The zoo's top position has changed hands frequently, particularly in the years following the 2012 flood and the COVID-19 pandemic. Erik Simonson, a Duluth assistant fire chief and state senator, was hired as CEO and executive director in September 2017 and oversaw the renewal of the zoo's AZA accreditation before leaving in March 2020 for Lake Superior College as the pandemic forced layoffs. He was succeeded in August 2020 by Haley Cope—later known as Haley Hedstrom—who had joined the zoo as marketing director in 2018 and led a rebranding effort; during her tenure the Bear Country exhibit opened and the zoo marked its centennial, before she left in 2025 to lead Visit Duluth. Noah Hobbs, a former Duluth city councilor, served as interim director from August 2025 and was named executive director in March 2026; his early tenure emphasized broadening the zoo's appeal, including the launch of an on-site venue known as the Porcupine Pub.

=== Notable leaders ===
Figures who have led the zoo or the Lake Superior Zoological Society include:
- Bert Onsgard, the West Duluth businessman who founded the zoo in 1923 and said he donated 13 years of his time to establish it.
- Lloyd Hackl, the zoo's director in the early 1960s, who took in and named Mr.

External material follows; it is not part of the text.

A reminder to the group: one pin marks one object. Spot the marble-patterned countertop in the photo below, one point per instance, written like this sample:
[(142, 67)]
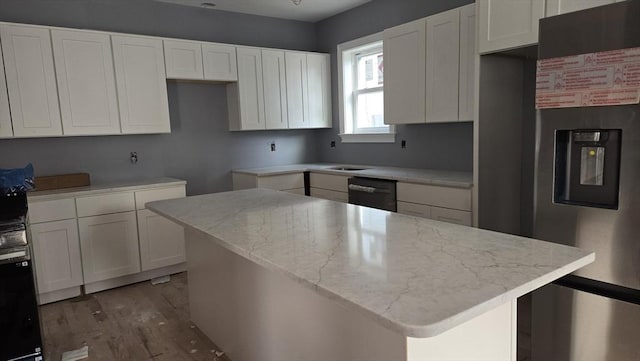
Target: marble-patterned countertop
[(124, 186), (409, 175), (416, 276)]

Magoo and led the public campaign to keep the mongoose.
- Basil Norton, director during Mr. Magoo's final years in the late 1960s.
- Sam Maida, executive director of the Lake Superior Zoological Society, and Mike Janis, zoo director, both serving around 2002.
- Erik Simonson, CEO and executive director from 2017 to 2020.
- Haley Hedstrom (formerly Haley Cope), CEO and executive director from 2020 to 2025.
- Noah Hobbs, executive director since 2026 (interim from 2025).

== Events ==
The zoo hosts recurring seasonal events aimed at education and fundraising, including:
- Boo at the Zoo, a multi-weekend October trick-or-treating event;
- Tundra's Summer Cooldown, a midsummer ice-cream tasting named for the zoo's resident brown bear;
- Ice Luminary Walk, a winter trail event;
- Clean Yer Creek, an annual spring cleanup of Kingsbury Creek and the surrounding neighborhood; and
- Gala on the Grass, an outdoor fundraising dinner supporting the Lake Superior Zoological Society.